In all honesty it does help that dried flowers are widely available both in the floral wholesalers and larger department stores, and, they are also very reasonably priced. There are now many specialist growers in this country which produce and dry all sorts of flowers and foliage, so over the last few years prices have come down.
Saying that, there probably is nothing more special than drying out flowers that mean something to you – perhaps a wedding bouquet or a single red rose given on Valentines Day. You will have an everlasting reminder of a treasured moment.
And because more and more people are turning their hands to crafts, pressing flowers have become a perfect past-time and in some cases a very lucrative business.
Dried material has a very “country” feel and looks perfect in baskets, tied with raffia or arranged in a treasured vase or colourful jug. It does however appear to fit into most décor. Vases of seed heads or dried lavender look equally at home in a modern minimalist flat and a country cottage.
You are also seeing more dried flowers at weddings – in head-dresses and bouquets. Wonderful for a florist as they can be prepared in advance, but also perfect to be kept as a permanent reminder.
Drying fruit is also making a bit of a comeback. Slices of apples, lemons, limes and oranges can be dried in a warm airing cupboard and some people even use their ovens! Dried fruit is particularly lovely in Christmas arrangements and on festive wreaths.
How to Dry Flowers
The most popular method (and the easiest) way of drying flowers is air drying.

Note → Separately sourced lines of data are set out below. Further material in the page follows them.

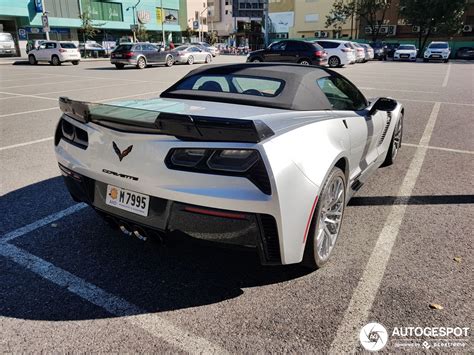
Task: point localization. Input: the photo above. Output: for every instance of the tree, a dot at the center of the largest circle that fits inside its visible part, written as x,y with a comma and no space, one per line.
142,34
431,16
371,11
88,28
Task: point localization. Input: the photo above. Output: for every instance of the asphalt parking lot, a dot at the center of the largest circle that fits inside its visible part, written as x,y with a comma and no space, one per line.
70,283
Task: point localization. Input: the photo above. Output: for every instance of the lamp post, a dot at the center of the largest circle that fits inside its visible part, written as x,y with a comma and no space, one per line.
45,13
134,8
162,24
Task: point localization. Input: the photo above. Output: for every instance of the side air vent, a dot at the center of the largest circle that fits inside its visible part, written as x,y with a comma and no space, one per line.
271,243
385,129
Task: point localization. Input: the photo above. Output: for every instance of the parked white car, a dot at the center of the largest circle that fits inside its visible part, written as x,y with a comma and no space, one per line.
437,50
55,52
7,45
360,52
405,52
340,53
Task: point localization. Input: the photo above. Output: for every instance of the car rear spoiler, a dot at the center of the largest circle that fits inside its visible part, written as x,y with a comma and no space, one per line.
184,127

Suitable flowers include, lavender, cornflowers, statice, mimosa, roses, peonies, achillea, celosia, pussy willow and eryngium, while foliage includes all types of grasses, seed heads and certain types of fruit.
For best results you should air dry in a warm dark room, or even the garden shed.
- Put the flowers in small bunches and secure with elastic bands to prevent any of the flowers from falling out
- You can hang lengths of twine or wire across the room and attach the bunches of flowers upside down. This ensure the flowers keep their general shape and don’t droop
- Depending on the conditions inside the drying area you can leave the flowers for anything between two and six weeks
- Once the flowers are dried spray them with a fire retardant which you can buy from floral wholesalers.
Traditionally people used to press flowers between blotting paper which was then placed between the pages of a large, heavy old book – generally the Bible. You can still do that or you can buy purpose made flower presses from your local craft shop. Either way you will lose some colour in the flowers. Pale colours end up with a slight brown tint while darker colours get darker again.
How to Press Flowers
- Ensure that your petals, leaves etc are in good condition and are very fine
- If you are pressing flowers to create a picture, remove and press all the petals, stems and leaves separately and reassemble once done
- Whether you use a book to press flowers or a flower press, it generally takes around two weeks to fully flatten and preserve the flowers
- When they are ready, they will be very delicate so store between sheets of tissue paper.
Suitable flowers for pressing include: violets, roses and rose petals, freesias, narcissi, jasmine and primroses, while foliage such as ivy, Acer, leatherleaf and types of fern is perfect.